Chapter 5 – Best Practices
Overview
This FortiGate Best Practices document is a collection of guidelines to ensure the most secure and reliable operation of FortiGate units in a customer environment. It is updated periodically as new issues are identified.
General Considerations
1. For security purposes, NAT mode is preferred because all of the internal or DMZ networks can have secure private addresses. NAT mode policies use network address translation to hide the addresses in a more secure zone from users in a less secure zone.
2. Use virtual domains (VDOMs) to group related interfaces or VLAN subinterfaces. Using VDOMs will partition networks and create added security by limiting the scope of threats.
3. Use Transparent mode when a network is complex and does not allow for changes in the IP addressing scheme.
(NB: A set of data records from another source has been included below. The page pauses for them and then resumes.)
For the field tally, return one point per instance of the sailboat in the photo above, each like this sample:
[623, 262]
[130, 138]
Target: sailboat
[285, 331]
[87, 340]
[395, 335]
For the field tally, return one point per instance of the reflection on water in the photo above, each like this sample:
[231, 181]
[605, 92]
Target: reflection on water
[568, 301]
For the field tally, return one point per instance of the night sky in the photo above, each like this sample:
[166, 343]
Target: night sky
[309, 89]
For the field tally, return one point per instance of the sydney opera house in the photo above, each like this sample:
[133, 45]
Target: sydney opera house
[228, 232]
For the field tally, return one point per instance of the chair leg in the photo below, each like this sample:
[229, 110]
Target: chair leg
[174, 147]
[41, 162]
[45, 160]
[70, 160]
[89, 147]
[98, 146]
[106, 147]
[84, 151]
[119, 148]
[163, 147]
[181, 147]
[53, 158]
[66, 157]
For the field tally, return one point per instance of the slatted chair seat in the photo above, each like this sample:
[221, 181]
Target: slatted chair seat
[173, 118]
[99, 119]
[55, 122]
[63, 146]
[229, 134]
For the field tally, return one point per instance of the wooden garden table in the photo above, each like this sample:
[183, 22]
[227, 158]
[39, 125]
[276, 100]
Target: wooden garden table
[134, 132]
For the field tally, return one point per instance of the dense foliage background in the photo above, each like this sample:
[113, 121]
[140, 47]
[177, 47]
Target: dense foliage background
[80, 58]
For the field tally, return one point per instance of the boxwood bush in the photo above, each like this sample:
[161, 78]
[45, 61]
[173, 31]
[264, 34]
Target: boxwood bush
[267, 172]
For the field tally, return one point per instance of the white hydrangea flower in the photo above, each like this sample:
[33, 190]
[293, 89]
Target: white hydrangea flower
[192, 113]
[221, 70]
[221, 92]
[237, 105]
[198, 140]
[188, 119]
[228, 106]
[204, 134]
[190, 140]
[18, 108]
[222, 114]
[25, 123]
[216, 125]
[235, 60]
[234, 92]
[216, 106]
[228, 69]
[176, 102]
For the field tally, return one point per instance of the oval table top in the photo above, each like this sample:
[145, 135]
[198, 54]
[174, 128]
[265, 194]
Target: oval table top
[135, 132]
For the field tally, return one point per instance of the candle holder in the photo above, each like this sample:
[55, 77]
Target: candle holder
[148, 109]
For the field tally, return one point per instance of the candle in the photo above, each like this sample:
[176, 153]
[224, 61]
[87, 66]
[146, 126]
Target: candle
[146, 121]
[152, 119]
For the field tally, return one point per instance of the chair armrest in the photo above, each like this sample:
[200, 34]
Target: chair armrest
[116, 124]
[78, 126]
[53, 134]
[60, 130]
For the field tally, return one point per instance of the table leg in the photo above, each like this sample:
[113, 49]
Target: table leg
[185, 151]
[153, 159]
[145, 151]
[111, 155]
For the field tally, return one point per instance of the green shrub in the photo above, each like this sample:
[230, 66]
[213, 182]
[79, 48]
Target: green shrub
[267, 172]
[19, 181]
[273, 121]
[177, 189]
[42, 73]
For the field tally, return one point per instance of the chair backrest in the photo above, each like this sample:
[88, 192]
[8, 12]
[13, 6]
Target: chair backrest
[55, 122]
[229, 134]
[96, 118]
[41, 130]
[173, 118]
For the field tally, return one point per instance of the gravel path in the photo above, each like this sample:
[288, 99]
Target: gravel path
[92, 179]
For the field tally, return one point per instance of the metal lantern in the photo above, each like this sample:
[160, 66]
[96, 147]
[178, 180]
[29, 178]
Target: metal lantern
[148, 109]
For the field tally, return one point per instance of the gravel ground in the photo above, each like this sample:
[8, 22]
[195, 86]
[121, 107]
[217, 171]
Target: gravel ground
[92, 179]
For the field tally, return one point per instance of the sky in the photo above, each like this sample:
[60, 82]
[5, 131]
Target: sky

Customer service and technical support
For antivirus and attack definition updates, firmware updates, updated product documentation, technical support information, and other resources, please visit the Fortinet Technical Support web site at http://support.fortinet.com.
You can also register Fortinet products and service contracts from http://support.fortinet.com and change your registration information at any time.
For information about our priority support hotline (live support), see http://support.fortinet.com. When requesting technical support, please provide the following information:
- Your name, and your company’s name and location
- Your email address and/or telephone number
- Your support contract number (if applicable)
- The product name and model number
- The product serial number (if applicable)
- The software or firmware version number
- A detailed description of the problem
Fortinet Knowledge Base
The most recent Fortinet technical documentation is available from the Fortinet Knowledge Base. The knowledge base contains short how-to articles, FAQs, technical notes, product and feature guides, and much more. Visit the Fortinet Knowledge Base at http://kb.fortinet.com.
Comments on Fortinet technical documentation
Please send information about any errors or omissions in this document, or any Fortinet technical documentation, to techdoc@fortinet.com.
System and performance
By implementing the following best practices for system and performance, you will ensure maximum efficiency of your FortiGate device. Be sure to read everything carefully, particularly the section that concerns shutting down the FortiGate system, in order to avoid potential hardware issues.
Performance
- Disable any management features you do not need. If you don’t need SSH or SNMP, disable them. SSH also provides another possibility for would-be hackers to infiltrate your FortiGate unit.
- Put the most used firewall rules to the top of the interface list.
- Log only necessary traffic. The writing of logs, especially if to an internal hard disk, slows down performance.
- Enable only the required application inspections.
- Keep alert systems to a minimum. If you send logs to a syslog server, you may not need SNMP or email alerts, making for redundant processing.
- Establish scheduled FortiGuard updates at a reasonable rate. Daily updates occurring every 4-5 hours are sufficient for most situations. In more heavy-traffic situations, schedule updates for the evening when more bandwidth can be available.
- Keep security profiles to a minimum. If you do not need a profile on a firewall rule, do not include it.
- Keep VDOMs to a minimum. On low-end FortiGate units, avoid using them if possible.
- Avoid traffic shaping if you need maximum performance. Traffic shaping, by definition, slows down traffic.